The essay effectively addresses the prompt by discussing the negative impacts of rural-to-urban migration. It provides two main arguments: the overcrowding of cities and the decline in food production in rural areas. The response is well-developed with relevant examples, such as the impact on traffic congestion and air pollution, as well as the importance of rural areas in food production. However, the essay could benefit from a more balanced view by briefly acknowledging any potential positive aspects of urban migration, which would strengthen the argument by showing consideration of multiple perspectives.

Coherence and Cohesion

The essay is generally well-organized, with clear paragraphing and logical progression of ideas. Each paragraph focuses on a specific point, and there is a clear introduction and conclusion. However, the use of linking words and phrases could be improved to enhance the flow of the essay. For instance, transitions between sentences and paragraphs could be smoother, and more cohesive devices could be used to connect ideas within paragraphs.

Lexical Resource

The vocabulary used in the essay is appropriate and relevant to the topic. There is a good range of vocabulary, such as "metropolises," "carbon dioxide," "horticulturists," and "irrigation." However, there are some instances of awkward phrasing and word choice, such as "travelling permanently" and "resulted stand still traffic jams." These could be revised for clarity and precision. Additionally, varying sentence structures and incorporating more complex vocabulary could further enhance the lexical resource.

Grammatical Range and Accuracy

The essay demonstrates a reasonable range of grammatical structures, including complex sentences. However, there are several grammatical errors that affect the clarity of the writing. For example, "cities boast a number of citizens, and suffers from density of population" should be corrected to "cities boast a large population and suffer from population density." Additionally, subject-verb agreement errors and awkward phrasing should be addressed to improve grammatical accuracy. Proofreading for these errors would enhance the overall quality of the essay.

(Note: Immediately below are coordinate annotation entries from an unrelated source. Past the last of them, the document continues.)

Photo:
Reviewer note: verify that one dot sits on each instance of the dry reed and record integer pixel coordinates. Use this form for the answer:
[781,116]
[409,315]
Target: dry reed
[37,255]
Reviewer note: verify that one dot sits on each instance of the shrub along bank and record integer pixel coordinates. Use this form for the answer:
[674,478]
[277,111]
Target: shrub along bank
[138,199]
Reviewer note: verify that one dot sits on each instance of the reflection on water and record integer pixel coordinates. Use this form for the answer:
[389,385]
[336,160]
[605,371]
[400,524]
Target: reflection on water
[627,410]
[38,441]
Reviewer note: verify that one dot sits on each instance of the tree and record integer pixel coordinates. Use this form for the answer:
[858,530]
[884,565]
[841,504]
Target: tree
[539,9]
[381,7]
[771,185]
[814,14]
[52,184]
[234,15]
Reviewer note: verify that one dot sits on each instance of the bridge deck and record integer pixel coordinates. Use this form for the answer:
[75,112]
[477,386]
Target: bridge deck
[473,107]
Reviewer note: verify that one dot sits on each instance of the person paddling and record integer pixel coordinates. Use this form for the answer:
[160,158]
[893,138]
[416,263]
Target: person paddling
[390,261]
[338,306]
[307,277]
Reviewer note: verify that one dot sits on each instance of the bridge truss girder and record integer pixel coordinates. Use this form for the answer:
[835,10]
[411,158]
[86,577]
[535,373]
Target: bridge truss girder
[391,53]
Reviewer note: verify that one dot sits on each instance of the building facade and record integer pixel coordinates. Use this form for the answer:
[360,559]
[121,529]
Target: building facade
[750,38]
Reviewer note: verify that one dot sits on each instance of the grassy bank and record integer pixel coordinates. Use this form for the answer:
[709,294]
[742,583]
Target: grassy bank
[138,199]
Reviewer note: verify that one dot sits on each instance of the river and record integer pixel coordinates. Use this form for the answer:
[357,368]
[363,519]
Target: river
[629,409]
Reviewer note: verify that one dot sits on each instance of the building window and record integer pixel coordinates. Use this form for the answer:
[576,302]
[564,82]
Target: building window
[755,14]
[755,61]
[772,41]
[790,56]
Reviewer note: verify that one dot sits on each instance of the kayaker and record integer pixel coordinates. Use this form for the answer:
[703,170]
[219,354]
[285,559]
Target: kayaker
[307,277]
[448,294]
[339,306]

Suggestions for Improvement

  1. Task Achievement: Consider acknowledging potential positive aspects of urban migration to provide a more balanced argument.
  2. Coherence and Cohesion: Use more linking words and cohesive devices to improve the flow and connection between ideas.
  3. Lexical Resource: Revise awkward phrasing and incorporate more complex vocabulary and varied sentence structures.
  4. Grammatical Range and Accuracy: Address grammatical errors, particularly subject-verb agreement and awkward phrasing, to improve clarity and accuracy.

Overall, the essay presents a clear argument with relevant examples but could benefit from improvements in coherence, vocabulary, and grammatical accuracy.